Server-side outbound client settings are fully wired through runtime config: `A2A_CLIENT_TIMEOUT_SECONDS`, `A2A_CLIENT_CARD_FETCH_TIMEOUT_SECONDS`, `A2A_CLIENT_USE_CLIENT_PREFERENCE`, `A2A_CLIENT_BEARER_TOKEN`, `A2A_CLIENT_BASIC_AUTH`, and `A2A_CLIENT_SUPPORTED_TRANSPORTS`.

Detailed protocol contracts, examples, and extension docs live in [`docs/guide.md`](docs/guide.md).

## When To Use It

Use this project when:

- you want to keep OpenCode as the runtime
- you need A2A transports and Agent Card discovery
- you want a thin service boundary instead of building your own adapter

Look elsewhere if:

- you need hard multi-tenant isolation inside one shared runtime
- you want this project to manage your process supervisor or host bootstrap
- you want a general client integration layer rather than a server wrapper

For client-side integration, prefer [a2a-client-hub](https://github.com/liujuanjuan1984/a2a-client-hub).

## Deployment Boundary

This repository improves the service boundary around OpenCode, but it does not turn OpenCode into a hardened multi-tenant platform.

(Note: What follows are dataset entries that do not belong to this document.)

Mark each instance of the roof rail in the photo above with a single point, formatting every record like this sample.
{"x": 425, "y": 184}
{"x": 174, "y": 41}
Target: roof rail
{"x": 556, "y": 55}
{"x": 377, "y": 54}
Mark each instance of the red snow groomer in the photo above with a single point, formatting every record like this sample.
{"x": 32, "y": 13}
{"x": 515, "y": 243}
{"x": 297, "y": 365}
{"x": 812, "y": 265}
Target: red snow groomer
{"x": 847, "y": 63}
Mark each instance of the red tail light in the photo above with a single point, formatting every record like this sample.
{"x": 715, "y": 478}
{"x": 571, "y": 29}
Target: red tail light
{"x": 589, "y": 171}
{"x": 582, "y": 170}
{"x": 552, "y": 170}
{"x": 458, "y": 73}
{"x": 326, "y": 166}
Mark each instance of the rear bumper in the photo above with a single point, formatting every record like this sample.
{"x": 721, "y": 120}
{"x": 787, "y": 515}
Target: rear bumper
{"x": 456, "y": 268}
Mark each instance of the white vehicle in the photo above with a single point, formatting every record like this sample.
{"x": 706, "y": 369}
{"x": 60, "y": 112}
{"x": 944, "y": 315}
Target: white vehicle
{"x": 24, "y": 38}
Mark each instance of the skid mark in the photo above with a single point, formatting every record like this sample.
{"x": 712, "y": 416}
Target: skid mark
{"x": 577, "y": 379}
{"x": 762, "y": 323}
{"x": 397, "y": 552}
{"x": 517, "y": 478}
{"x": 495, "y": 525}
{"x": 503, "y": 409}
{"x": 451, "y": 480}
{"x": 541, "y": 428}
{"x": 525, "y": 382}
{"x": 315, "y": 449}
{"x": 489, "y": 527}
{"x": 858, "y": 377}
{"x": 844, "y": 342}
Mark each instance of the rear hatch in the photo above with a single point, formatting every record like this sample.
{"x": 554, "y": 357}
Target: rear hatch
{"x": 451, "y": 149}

- `A2A_BEARER_TOKEN` protects the A2A surface.
- Provider auth and default model configuration remain on the OpenCode side; deployment-time precedence details and HOME/XDG state impact are documented in [docs/guide.md](docs/guide.md#troubleshooting-provider-auth-state).
- Use `A2A_CLIENT_BEARER_TOKEN` for server-side outbound peer calls initiated by `a2a_call`.
- Deployment supervision is intentionally BYO. Use `systemd`, Docker, Kubernetes, or another supervisor if you need long-running operation.
- For mutually untrusted tenants, run separate instance pairs with isolated users, containers, workspaces, credentials, and ports.

Read before deployment:

- [SECURITY.md](SECURITY.md)
- [docs/guide.md](docs/guide.md)
- [SUPPORT.md](SUPPORT.md)
- [CODE_OF_CONDUCT.md](CODE_OF_CONDUCT.md)

## Further Reading

- [docs/guide.md](docs/guide.md) Usage guide, transport details, streaming behavior, extensions, and examples.
- [SECURITY.md](SECURITY.md) Threat model, deployment caveats, and vulnerability disclosure guidance.

## Development

For contributor workflow, local validation, and helper scripts, see [CONTRIBUTING.md](CONTRIBUTING.md) and [scripts/README.md](scripts/README.md).

## License

Apache-2.0. See [`LICENSE`](LICENSE).